Lead Machine Learning Engineer
- newcastle upon tyne, tyne and wear, NE1 4AD, United Kingdom
- Permanent·On-site
- Full time
- £85,000 - £85,000 Per Annum
Job Description
About the Role
Our client is seeking an experienced and visionary Lead Machine Learning Engineer to spearhead their AI initiatives in Newcastle upon Tyne . You will be responsible for architecting, developing, and deploying robust machine learning systems that drive business value and innovation. This role offers the unique opportunity to build and lead a team of talented engineers, foster a culture of technical excellence, and make a significant impact on the company's strategic direction within the exciting domain of AI and emerging technologies.
Key Responsibilities
- Lead the design and implementation of end-to-end machine learning pipelines, from data ingestion to model deployment and monitoring.

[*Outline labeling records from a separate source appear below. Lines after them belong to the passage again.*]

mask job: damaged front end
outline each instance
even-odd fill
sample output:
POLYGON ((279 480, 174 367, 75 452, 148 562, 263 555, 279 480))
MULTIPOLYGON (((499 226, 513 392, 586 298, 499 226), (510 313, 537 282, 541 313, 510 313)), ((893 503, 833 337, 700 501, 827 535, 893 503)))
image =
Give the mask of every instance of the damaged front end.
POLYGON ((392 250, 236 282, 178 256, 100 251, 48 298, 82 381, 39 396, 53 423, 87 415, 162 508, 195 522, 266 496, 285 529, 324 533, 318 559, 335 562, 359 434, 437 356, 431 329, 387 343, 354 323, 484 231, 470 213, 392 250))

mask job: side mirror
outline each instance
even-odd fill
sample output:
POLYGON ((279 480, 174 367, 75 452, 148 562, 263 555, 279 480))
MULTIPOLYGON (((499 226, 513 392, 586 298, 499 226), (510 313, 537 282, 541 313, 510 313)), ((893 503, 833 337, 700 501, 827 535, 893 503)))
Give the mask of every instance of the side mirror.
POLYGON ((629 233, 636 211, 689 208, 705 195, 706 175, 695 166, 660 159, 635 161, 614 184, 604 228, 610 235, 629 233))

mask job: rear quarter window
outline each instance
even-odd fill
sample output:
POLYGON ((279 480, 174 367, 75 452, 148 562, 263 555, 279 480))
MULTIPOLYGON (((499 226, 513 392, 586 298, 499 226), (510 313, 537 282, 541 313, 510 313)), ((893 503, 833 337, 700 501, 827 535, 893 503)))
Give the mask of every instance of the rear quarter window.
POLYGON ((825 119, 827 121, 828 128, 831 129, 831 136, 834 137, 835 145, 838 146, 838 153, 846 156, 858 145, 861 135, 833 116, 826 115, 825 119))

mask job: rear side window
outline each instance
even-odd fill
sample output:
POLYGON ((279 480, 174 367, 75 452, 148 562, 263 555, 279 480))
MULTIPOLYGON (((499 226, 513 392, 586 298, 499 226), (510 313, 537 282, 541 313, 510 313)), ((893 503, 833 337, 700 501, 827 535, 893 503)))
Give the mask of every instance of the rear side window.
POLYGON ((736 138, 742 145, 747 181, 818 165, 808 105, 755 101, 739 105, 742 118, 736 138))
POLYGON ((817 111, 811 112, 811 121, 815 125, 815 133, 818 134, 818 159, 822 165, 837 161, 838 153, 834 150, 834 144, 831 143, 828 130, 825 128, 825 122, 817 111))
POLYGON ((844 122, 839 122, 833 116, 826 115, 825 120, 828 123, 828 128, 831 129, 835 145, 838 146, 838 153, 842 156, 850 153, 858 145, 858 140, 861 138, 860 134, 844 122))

- Develop and maintain scalable, production-ready ML infrastructure and MLOps practices.
- Mentor and guide a team of machine learning engineers, fostering their professional growth.
- Collaborate closely with data scientists and software engineers to translate research prototypes into deployable solutions.
- Stay abreast of the latest advancements in ML engineering and advocate for their adoption where appropriate.
Requirements
- Master's or Ph.D. in Computer Science, Engineering, or a related field.
- Minimum of 7 years of experience in machine learning engineering or a related role, with at least 2 years in a leadership position.
- Strong programming skills in Python, with extensive experience in ML libraries (e.g., scikit-learn, XGBoost).
- Demonstrated experience with cloud platforms (AWS, Azure, GCP) and containerization technologies (Docker, Kubernetes).
- Proven ability to build and scale production ML systems and understand MLOps principles.
Benefits
- Competitive salary package with attractive bonus opportunities.
- Comprehensive health, dental, and vision coverage.
- Generous pension scheme and life assurance.
- Professional development budget and opportunities for advanced training.
- Relocation assistance may be available for suitable candidates.